Economic Growth and Tax Relief Reconciliation Act of 2001: Part IV (May 17th, 2001)
DEATH TO THE ESTATE TAX
The Highlights of these changes are:
- Repeals, effective January 1, 2010, the estate and generation-skipping transfer taxes. A tax that is responsible for many smaller and not so smaller businesses closing down after the death of the owner. Family businesses had especially suffered with this tax. Democrats are quick to point out that the estate tax, also known as the “Death Tax”, only affects 2% of the Americans each year and most of them high-income ‘the ones Republicans favor.’
- Phases down the estate and generation-skipping transfer taxes prior to repeal. Maximum tax rate is reduced to 50% from 55% and by 2007 it’ll be down 45%. The estate tax exemption will be phased in each year with increases up to $3.5 million by year 2009. For 2002, it’s increased from $675,000 to $1 million.
- Phases down the gift tax and beginning with January 1, 2010, the maximum gift tax rate will be the maximum individual rate, 35% instead of the current 55%.

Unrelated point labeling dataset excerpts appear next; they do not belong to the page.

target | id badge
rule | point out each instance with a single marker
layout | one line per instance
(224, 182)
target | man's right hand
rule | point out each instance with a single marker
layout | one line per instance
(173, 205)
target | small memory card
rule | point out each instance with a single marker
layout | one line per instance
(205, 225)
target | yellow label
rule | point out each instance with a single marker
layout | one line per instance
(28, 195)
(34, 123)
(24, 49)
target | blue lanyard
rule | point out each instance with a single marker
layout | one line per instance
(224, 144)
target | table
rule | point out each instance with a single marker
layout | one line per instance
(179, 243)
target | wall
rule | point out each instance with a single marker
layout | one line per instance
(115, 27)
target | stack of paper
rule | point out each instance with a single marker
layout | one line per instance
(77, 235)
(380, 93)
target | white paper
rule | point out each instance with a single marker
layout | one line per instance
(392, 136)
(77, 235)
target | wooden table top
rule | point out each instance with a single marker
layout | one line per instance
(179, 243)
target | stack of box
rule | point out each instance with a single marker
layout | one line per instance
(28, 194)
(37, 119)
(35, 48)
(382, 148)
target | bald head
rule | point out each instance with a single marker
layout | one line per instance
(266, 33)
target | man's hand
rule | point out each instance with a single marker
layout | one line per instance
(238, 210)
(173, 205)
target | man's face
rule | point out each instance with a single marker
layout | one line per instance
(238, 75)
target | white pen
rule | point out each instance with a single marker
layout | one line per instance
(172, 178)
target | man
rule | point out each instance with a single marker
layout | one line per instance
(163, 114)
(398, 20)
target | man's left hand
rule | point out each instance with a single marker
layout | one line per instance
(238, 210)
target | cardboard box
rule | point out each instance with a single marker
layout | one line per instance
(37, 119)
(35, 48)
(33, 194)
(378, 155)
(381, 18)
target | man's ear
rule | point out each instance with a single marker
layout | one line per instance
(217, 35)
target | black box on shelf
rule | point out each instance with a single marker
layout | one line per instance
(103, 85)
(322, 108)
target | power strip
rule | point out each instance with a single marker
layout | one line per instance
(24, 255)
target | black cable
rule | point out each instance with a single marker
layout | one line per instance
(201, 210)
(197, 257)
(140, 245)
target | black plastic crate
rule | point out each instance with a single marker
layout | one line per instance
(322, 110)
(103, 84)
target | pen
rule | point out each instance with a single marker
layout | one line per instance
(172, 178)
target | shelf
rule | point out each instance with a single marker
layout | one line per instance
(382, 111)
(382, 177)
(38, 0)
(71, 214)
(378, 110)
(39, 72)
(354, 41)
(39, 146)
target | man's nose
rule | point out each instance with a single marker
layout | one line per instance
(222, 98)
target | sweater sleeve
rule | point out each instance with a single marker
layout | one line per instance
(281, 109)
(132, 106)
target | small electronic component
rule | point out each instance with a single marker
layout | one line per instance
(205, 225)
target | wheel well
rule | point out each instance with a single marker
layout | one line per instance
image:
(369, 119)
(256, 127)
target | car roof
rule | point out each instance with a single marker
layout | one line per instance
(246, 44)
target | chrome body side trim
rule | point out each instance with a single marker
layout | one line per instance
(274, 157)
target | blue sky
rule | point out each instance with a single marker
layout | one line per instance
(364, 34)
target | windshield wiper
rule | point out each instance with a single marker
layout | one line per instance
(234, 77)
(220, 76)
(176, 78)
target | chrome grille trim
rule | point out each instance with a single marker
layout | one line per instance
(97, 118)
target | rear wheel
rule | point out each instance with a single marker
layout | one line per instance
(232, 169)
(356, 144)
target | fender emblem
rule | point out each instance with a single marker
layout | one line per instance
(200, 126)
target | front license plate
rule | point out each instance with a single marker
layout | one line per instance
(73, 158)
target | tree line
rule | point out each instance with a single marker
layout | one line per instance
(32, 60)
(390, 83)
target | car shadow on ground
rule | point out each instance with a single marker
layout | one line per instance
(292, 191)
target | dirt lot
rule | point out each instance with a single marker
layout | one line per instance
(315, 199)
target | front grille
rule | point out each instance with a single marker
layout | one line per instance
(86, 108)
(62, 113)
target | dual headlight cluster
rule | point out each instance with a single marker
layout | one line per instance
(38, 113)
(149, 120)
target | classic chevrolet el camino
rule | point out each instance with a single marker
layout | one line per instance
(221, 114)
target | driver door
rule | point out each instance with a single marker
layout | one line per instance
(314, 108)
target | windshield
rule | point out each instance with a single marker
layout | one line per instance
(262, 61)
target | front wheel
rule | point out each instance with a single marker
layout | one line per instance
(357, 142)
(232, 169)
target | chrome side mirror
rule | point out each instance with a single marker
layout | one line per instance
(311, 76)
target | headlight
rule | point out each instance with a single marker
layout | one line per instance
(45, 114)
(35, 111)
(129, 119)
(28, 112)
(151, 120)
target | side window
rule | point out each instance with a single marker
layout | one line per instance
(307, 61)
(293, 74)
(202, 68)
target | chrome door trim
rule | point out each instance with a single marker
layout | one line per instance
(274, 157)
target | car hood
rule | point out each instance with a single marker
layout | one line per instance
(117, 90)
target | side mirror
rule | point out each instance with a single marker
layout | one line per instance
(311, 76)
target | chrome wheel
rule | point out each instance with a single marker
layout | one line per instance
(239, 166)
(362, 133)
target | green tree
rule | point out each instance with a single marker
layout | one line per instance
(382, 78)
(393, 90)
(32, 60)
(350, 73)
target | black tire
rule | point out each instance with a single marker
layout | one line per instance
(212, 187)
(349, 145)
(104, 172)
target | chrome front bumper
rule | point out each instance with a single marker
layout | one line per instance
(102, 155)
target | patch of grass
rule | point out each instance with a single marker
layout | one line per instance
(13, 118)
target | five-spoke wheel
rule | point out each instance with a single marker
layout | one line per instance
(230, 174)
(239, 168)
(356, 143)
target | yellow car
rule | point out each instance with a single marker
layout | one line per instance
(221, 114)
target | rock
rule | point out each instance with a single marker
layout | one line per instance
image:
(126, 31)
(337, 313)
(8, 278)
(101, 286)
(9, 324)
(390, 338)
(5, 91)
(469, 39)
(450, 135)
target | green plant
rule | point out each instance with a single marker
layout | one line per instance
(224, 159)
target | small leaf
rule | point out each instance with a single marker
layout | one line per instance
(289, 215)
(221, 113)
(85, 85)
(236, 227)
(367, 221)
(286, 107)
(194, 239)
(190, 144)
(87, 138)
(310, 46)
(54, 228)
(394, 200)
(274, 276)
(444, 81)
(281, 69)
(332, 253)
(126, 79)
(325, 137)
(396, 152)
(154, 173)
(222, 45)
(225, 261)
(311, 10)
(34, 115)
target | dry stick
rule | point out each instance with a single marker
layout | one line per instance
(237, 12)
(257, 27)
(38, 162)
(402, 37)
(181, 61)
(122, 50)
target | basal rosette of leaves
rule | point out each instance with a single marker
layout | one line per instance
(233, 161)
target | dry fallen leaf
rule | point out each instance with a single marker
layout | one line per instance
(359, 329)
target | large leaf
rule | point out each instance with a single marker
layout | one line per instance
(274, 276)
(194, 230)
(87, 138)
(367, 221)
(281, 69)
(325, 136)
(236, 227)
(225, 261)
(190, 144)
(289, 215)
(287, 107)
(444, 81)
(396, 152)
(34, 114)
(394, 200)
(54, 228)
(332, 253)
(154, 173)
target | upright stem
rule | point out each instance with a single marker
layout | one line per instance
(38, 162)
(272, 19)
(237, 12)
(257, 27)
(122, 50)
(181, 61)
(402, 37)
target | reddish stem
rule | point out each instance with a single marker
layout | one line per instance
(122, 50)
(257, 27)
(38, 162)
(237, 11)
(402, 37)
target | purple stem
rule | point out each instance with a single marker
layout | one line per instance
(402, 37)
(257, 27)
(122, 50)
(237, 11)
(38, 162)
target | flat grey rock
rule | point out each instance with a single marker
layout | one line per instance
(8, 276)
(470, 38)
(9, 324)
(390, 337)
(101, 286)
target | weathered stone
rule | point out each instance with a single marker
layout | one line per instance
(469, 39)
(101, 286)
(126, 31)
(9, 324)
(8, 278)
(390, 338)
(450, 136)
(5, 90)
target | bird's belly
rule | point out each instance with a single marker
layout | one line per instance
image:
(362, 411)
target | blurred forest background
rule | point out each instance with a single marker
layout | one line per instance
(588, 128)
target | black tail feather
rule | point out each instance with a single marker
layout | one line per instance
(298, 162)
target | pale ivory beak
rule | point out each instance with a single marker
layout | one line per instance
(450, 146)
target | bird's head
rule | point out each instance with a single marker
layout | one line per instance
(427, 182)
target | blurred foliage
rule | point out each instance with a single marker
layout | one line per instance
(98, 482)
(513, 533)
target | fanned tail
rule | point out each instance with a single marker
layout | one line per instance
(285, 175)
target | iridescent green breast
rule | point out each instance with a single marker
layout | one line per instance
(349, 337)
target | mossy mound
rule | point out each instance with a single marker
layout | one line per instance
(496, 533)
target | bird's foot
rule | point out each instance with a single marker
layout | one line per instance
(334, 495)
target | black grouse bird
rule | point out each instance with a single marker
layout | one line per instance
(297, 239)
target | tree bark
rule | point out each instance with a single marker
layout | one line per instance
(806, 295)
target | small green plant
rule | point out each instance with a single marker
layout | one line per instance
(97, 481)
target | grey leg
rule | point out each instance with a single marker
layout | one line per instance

o From 2002 through 2009, the exemption equivalent of the unified credit and provides that such amount shall be the same as the GST (generation-skipping transfer tax) exemption amount. For one million dollars in 2002 and 2003 to $3.5 million in 2009.
o The lifetime gift exemption. It’s one million dollars now.
- Reduces the State death tax credit through 2004 (75% in 2002, 50% in 2003, and 25% in 2004), repeals it beginning January 1, 2005, and replaces it with a deduction for such taxes.
- Repeals, effective January 1, 2010, current provisions relating to the basis of property acquired from a decedent.
o With respect to property acquired from a decedent dying on January 1, 2010, or later that
o Replaces current subpart C (Estate and Gift Tax Returns) provisions with new subpart C provisions (Returns Relating to Transfers During Life or at Death). Requires specified information to be reported concerning non-cash assets over $1.3 million transferred at death and certain other gifts. Prescribes penalties for failure to report such information.
o Makes the exclusion of gain on the sale of a principal residence available to heirs in certain cases.
o Revises current provisions concerning the transfer of certain farm, etc., real property to provide, as a general rule, that if the executor of the estate of any decedent satisfies the right of any person to receive a pecuniary bequest with appreciated property, then gain on such exchange shall be recognized to the estate only to the extent that, on the date of such exchange, the fair market value of such property exceeds such value on the date of death. Provides a similar rule for certain trusts.
- More number of partners and shareholders of a particular business can now seek an extension of estate taxes.
- Makes the estate of a decedent with an interest in a qualifying lending and financing business eligible for installment payment of the estate tax.